Lo fascinante es ver como esto no ocurre a ras de suelo.
Los artistas
Al principio, ese puñado de artistas que se mudó a la ciudad parecían inofensivos. La fábrica llevaba décadas medio abandonada, una reliquia del pasado industrial de la región. Era un edificio de ladrillo, sólido, con techos altos y grandes ventanales, con varios pisos con amplios espacios abiertos típico de las instalaciones pre- electrificación. Los intentos de convertirlos en oficinas sólo habían atraído un puñado de ONG despistadas, así que los alquileres eran bajísimos. Eso los hacía más que atractivos para los licenciados de bellas artes de la universidad local, refugiados de otras ciudades más caras, y gente que quería poder pintar sin perseguir ventas a la desesperada para cubrir gastos.

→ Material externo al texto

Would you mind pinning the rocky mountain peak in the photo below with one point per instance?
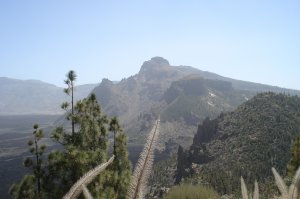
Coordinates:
(153, 64)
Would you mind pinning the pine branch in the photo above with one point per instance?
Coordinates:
(143, 168)
(86, 192)
(76, 189)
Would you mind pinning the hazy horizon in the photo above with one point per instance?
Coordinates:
(252, 41)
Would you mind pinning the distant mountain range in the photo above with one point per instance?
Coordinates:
(246, 142)
(34, 97)
(182, 95)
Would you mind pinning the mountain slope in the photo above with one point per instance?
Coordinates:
(182, 95)
(246, 142)
(34, 97)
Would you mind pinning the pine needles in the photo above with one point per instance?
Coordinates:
(144, 165)
(79, 186)
(286, 192)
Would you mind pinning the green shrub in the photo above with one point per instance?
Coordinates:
(188, 191)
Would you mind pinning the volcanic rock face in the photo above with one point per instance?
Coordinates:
(182, 95)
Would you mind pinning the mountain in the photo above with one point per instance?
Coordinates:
(245, 142)
(34, 97)
(182, 95)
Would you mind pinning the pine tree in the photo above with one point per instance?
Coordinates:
(114, 127)
(87, 150)
(31, 185)
(71, 77)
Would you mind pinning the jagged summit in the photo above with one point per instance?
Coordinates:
(159, 60)
(154, 63)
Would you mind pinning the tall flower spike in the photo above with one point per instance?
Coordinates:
(144, 166)
(244, 189)
(280, 184)
(76, 189)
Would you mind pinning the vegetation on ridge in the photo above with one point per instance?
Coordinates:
(81, 151)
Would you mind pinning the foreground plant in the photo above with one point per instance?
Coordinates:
(80, 185)
(245, 192)
(290, 192)
(143, 167)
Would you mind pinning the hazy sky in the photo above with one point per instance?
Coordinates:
(252, 40)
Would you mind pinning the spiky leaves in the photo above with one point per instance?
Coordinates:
(292, 191)
(71, 77)
(144, 166)
(76, 189)
(244, 189)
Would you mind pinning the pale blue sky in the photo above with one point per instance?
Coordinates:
(252, 40)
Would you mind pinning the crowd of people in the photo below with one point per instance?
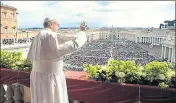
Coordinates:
(99, 51)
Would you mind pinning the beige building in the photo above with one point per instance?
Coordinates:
(9, 24)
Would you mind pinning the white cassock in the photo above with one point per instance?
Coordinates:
(47, 78)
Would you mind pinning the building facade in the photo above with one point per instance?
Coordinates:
(9, 24)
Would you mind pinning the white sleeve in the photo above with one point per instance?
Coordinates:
(69, 46)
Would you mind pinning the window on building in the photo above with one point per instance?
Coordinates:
(5, 15)
(13, 14)
(13, 30)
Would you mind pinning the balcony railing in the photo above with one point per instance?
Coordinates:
(15, 89)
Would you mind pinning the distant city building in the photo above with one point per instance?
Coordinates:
(168, 25)
(154, 36)
(9, 24)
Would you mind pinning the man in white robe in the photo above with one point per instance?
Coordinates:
(47, 78)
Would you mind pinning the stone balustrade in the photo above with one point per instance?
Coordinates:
(17, 93)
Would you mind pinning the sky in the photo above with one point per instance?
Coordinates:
(95, 13)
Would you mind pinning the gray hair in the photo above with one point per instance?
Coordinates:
(49, 21)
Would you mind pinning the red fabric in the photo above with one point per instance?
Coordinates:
(96, 92)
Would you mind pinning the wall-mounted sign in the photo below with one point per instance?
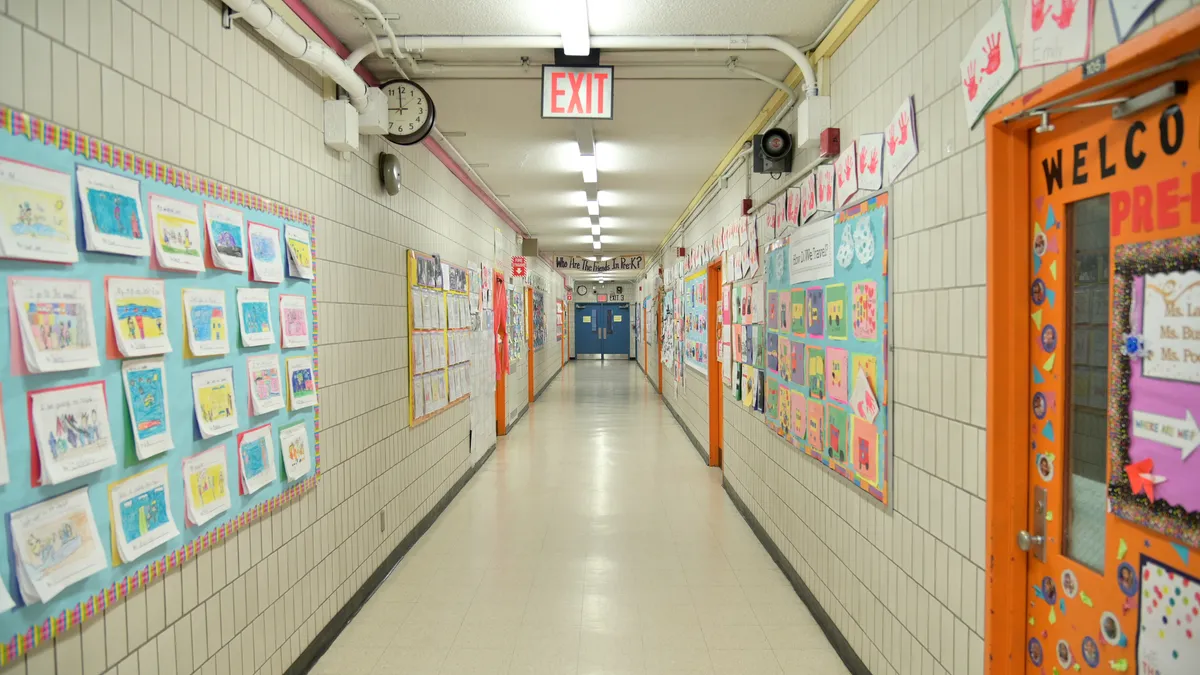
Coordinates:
(587, 264)
(579, 93)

Los artistas le dieron vidilla a la fábrica, y también al barrio. Una cafetería ecológica, sostenible y orgánica abrió al final de la calle. Una tienda de patinetes y bicicletas apareció en la otra esquina.
La ciudad era aún un tanto pobre y mugrienta, así que entre la tasa de crimen y el desorden general no es que cambiara gran cosa. Aun así, los artistas empezaron a alquilar pisos. Algunos propietarios avispados aprovecharon para renovar alguna vivienda que tuvieran vacía para los más exigentes.
Los hipsters
No pasó demasiado tiempo antes de que abriera el primer bar. La ciudad aún conservaba alguno de sus bares, donde gente local bebía de vez en cuando y cover bands de los Eagles tocaban los fines de semana, cierto. Incluso el Palace Theater, abierto por el propietario de la vieja fábrica abandonada a principios del siglo XX seguía malviviendo, ofreciendo musicales de vez en cuando (CATS) y algún concierto de viejas glorias, estilo Lee Greenwood o algo peor. Pero este bar era distinto, con cervezas artesanales, juegos de mesa, y conciertos de grupos indie minoritarios pero en auge salidos de los rincones más oscuros de Spotify.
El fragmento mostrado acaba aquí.